Hoy se cumple exactamente un mes desde que regresé a Barcelona, tras medio año viviendo en Santiago. No había vuelto por tanto tiempo a mí país desde que me marché en 2001. Escribo esto más por un ejercicio de nostalgia y con ganas de reivindicar el barrio:  una estructura que la explosión urbanística desmedida, el  culto al auto y a vivir cercados, ha prácticamente borrado de mi ciudad natal.

Hace cerca de 7 años que mi campamento base está en el mismo edificio. Es una construcción modernista de 1903, preciosa, de siente pisos (que aquí se dice plantas) y que -por chanchullos catalanes para construir más del límite permitido-, al primer piso se le dice Entre Suelo, al segundo Principal y de ahí pa’ arriba empiezas a contar.
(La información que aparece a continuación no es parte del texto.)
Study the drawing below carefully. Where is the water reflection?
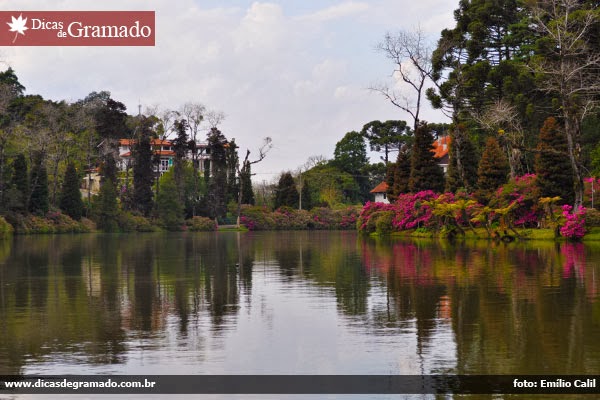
[0,232,600,374]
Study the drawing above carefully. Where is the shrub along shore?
[357,174,600,241]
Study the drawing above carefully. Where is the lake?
[0,231,600,398]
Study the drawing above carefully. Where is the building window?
[160,158,169,172]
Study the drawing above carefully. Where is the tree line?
[371,0,600,208]
[0,68,271,231]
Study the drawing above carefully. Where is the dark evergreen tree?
[207,128,227,218]
[274,172,300,209]
[60,163,83,221]
[300,178,313,211]
[408,124,444,193]
[11,153,29,211]
[93,179,119,232]
[100,153,117,185]
[225,139,240,204]
[331,131,371,202]
[0,67,25,97]
[28,154,49,215]
[446,124,479,193]
[535,117,575,204]
[156,173,184,231]
[388,150,412,201]
[172,119,189,203]
[475,137,510,204]
[240,162,255,204]
[360,121,412,164]
[132,118,154,216]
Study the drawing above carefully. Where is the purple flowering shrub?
[560,204,586,240]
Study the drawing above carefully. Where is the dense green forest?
[0,0,600,231]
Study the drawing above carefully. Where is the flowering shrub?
[583,177,600,208]
[185,217,217,232]
[490,174,543,228]
[117,211,157,232]
[560,204,585,240]
[240,206,359,231]
[7,211,90,234]
[356,201,396,233]
[392,190,438,230]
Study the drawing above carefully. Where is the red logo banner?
[0,11,155,46]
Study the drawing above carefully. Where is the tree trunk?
[565,112,583,211]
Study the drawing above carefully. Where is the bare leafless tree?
[236,136,273,228]
[206,110,225,129]
[370,28,433,130]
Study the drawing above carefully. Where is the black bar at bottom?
[0,375,600,394]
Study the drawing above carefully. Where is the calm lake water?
[0,232,600,398]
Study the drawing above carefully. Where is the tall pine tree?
[11,153,29,211]
[475,137,510,204]
[60,163,83,221]
[28,154,49,215]
[207,128,228,218]
[132,118,154,216]
[408,124,444,193]
[535,117,575,204]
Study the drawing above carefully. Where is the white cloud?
[300,1,369,22]
[3,0,455,180]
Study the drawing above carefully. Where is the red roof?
[433,136,450,158]
[120,150,175,157]
[371,182,389,193]
[119,139,172,146]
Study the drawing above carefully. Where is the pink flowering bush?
[392,190,438,231]
[240,206,359,231]
[356,201,396,233]
[560,204,586,240]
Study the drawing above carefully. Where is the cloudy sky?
[0,0,458,181]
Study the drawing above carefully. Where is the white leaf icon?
[7,14,29,43]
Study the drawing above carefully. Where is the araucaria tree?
[535,117,574,204]
[530,0,600,207]
[446,124,478,193]
[408,124,444,193]
[275,172,300,208]
[360,121,412,165]
[476,137,509,204]
[205,128,228,218]
[132,117,154,216]
[331,131,371,202]
[11,153,29,211]
[60,163,83,221]
[29,154,49,215]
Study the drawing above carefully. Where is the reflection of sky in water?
[25,264,455,375]
[0,232,600,399]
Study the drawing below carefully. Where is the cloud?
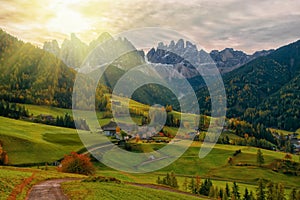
[0,0,300,53]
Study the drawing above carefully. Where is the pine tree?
[256,149,265,167]
[290,188,297,200]
[277,183,285,200]
[243,188,250,200]
[188,178,197,194]
[256,179,265,200]
[222,192,228,200]
[182,178,188,191]
[225,183,230,198]
[266,181,276,200]
[156,176,162,184]
[208,186,215,198]
[231,181,241,199]
[249,191,255,200]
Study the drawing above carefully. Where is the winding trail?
[26,178,79,200]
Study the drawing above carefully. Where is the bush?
[58,152,95,175]
[82,176,121,184]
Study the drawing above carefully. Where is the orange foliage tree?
[0,141,8,165]
[58,152,95,175]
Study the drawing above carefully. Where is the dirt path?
[26,178,78,200]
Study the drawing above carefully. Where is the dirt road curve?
[26,179,78,200]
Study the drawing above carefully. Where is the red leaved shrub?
[58,152,95,175]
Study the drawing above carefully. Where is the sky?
[0,0,300,54]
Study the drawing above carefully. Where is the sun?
[45,0,92,34]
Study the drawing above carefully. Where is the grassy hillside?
[0,117,83,164]
[63,182,199,200]
[0,166,85,200]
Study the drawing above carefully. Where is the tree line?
[156,172,300,200]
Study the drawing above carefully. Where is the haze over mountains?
[0,31,300,130]
[43,33,274,75]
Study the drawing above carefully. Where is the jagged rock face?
[43,40,60,55]
[43,33,144,69]
[57,34,88,68]
[147,39,273,78]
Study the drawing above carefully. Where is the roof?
[101,121,118,131]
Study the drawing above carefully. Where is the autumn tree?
[289,188,298,200]
[256,149,265,167]
[243,188,251,200]
[256,179,265,200]
[0,141,8,165]
[231,182,241,200]
[58,152,95,175]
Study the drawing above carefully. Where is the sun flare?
[46,0,92,34]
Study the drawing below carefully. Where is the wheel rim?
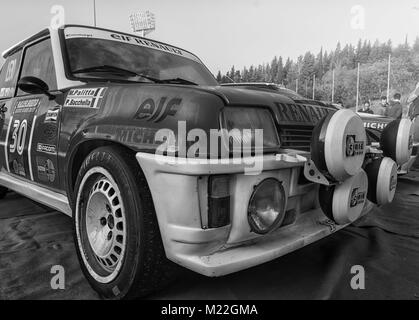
[76,168,127,283]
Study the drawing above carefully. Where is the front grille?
[281,126,314,152]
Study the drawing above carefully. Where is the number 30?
[10,120,28,155]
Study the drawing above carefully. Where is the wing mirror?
[17,77,55,100]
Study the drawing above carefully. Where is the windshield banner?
[64,27,202,63]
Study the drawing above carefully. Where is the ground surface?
[0,162,419,299]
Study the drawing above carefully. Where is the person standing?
[407,82,419,120]
[385,93,403,120]
[359,101,374,114]
[407,82,419,146]
[374,96,388,116]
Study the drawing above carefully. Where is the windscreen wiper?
[160,78,198,86]
[73,65,161,83]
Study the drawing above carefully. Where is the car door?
[6,38,61,189]
[0,50,22,172]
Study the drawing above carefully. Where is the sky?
[0,0,419,74]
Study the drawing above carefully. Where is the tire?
[0,186,7,200]
[73,147,176,299]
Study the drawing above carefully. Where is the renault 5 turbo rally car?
[222,82,419,175]
[0,25,411,299]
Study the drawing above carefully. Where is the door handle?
[0,103,7,113]
[0,103,7,120]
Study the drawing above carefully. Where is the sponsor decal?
[64,88,106,109]
[14,99,41,114]
[95,126,161,147]
[64,27,202,63]
[0,88,15,98]
[42,123,58,141]
[364,122,388,131]
[390,174,397,191]
[346,135,365,158]
[318,219,337,232]
[134,97,182,122]
[13,159,26,177]
[44,107,60,123]
[36,157,56,183]
[275,103,333,124]
[409,135,413,150]
[350,188,366,208]
[36,143,57,155]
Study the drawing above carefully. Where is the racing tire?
[0,187,7,200]
[73,147,176,300]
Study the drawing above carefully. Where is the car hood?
[200,86,337,126]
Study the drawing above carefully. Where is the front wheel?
[74,147,173,299]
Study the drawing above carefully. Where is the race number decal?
[9,119,28,155]
[5,99,40,180]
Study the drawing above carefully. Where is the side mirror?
[17,77,55,100]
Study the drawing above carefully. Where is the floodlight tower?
[129,11,156,37]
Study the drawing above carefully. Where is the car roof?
[3,24,203,64]
[2,28,49,59]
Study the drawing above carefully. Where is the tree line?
[216,37,419,107]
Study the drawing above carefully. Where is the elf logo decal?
[346,135,365,157]
[350,188,366,208]
[64,88,106,109]
[135,97,182,122]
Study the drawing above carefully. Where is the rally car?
[222,82,419,175]
[0,25,411,299]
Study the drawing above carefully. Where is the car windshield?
[66,29,217,86]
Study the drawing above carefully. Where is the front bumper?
[136,152,373,277]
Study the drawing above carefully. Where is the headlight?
[248,178,286,234]
[221,107,280,151]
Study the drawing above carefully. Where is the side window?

Vivo en el 3º, 1ª que se lee tercera planta, primera puerta, pero en rigor es un 5º y sin ascensor. Cada vez que me viene a ver algún amigo desde Chile queda boqueando. Y reconozco que si hubiera un temblorcito de mierda, el edificio se viene abajo

Cuando llegué vivían casi sólo familias catalanas o españolas. Mi barrio ha cambiado muchísimo. Me contaron que siempre fue un barrio obrero, que en los tiempos convulsos de la Guerra Civil era un frente de los rojos y cuando los fascistas desembarcaron en Barcelona mis entonces vecinos saquearon la iglesia e hicieron barricadas con todo lo que encontraron dentro. Terminada la guerra, muchos republicanos fueron deportados a los campos de concentración nazis. Francesc Boix, otro vecino, aprovechó un vacío de organización de sus celadores y fotografió el terrible centro de exterminio austriaco de Mauthausen donde estaba relegado. Sus fotografías fueron cruciales para condenar a los jerarcas que intentaban desmarcase una vez termina la Segunda Guerra Mundial.

Durante el franquismo el Poble Sec se convirtió un poco en la zona de lo prohibido. Separado del resto de la ciudad por la Avinguda Paral.lel, ahí se instalaron todos los cabarets y teatros de variedades y bodegas,mucha gente de izquierda, homosexuales y parias en general. En esos años corría por las calles para llegar a su casa un chiquito que luego se convertiría en el catalán más conocido en Latinoamérica, Joan Manuel Serrat.

Yo llegué hace siete años y el barrio ha cambiado muchísimo. Sigue teniendo familias catalanas y españolas de toda la vida, pero han ido llegando muchos árabes, dominicanos, europeos, y como yo, varios de países andinos. Los niños van todos con poleras del Barça y en sus pichangas, ordenan los equipos por sus países respectivos. Los almacenes venden yuca, “queso latino”, horchata, pistachos, gazpacho, cilantro… El reggaetón es la banda sonora durante la semana, aunque muchas veces pasan coros del barrio, batucadas o gitanos cantando paso doble. Mi edificio ha sido tomado lentamente por unos luthiers uruguayos. Los últimos vecinos en llegar han sido unos chilenos que están con la zampoña y la flauta revisando versiones del llanto nuevo todo el día. Aún no sé muy bien cómo tomármelo.

La gente mayor se queja de que el barrio ha cambiado, que ya no es lo mismo.
Para mí es un ecosistema que me alivia la vida y que convierte la calle en vida. No sólo en tránsito. Y aunque la gente se sigue quejando y siguen peleando, todos coexisten, viven, aman y mueren.